I nodded mutely to him as he left, his toothy, cocky grin in place. Pick up Nadia. Lithe, sexy, pretty Nadia. How did the guy do it, I wondered glumly. And where, while I was on the topic of lithe, sexy, pretty people, was Anne right now? Sleeping, no doubt; it was just 4:00 a.m. on the West Coast. In an hour the pale early-morning light would begin to filter through the curtains onto her face. She would stir.

'We are finished?' Pepin asked, having had enough of watching me staring into the middle distance.

'We are finished,' I said. Together we got the painting back up. I had to admit that no one could have handled it any more tenderly than Pepin did.

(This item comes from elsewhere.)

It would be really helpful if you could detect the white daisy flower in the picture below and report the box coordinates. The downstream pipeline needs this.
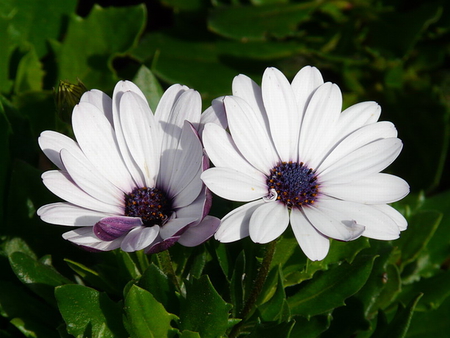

I was hot from the mild effort, which struck me as odd. Picture galleries usually have rigid climate control systems, and the ideal temperature is generally agreed to be sixty-eight degrees. But it felt more like seventy-four or seventy-five to me. It had the previous night as well, but I'd attributed that to the crush. The air seemed dry too, below the conventional fifty to fifty-five percent humidity, but I was less sure about that.

'Monsieur Pepin, does it seem a little warm in here to you?'

Pepin took this, as he took just about everything, as a personal insult.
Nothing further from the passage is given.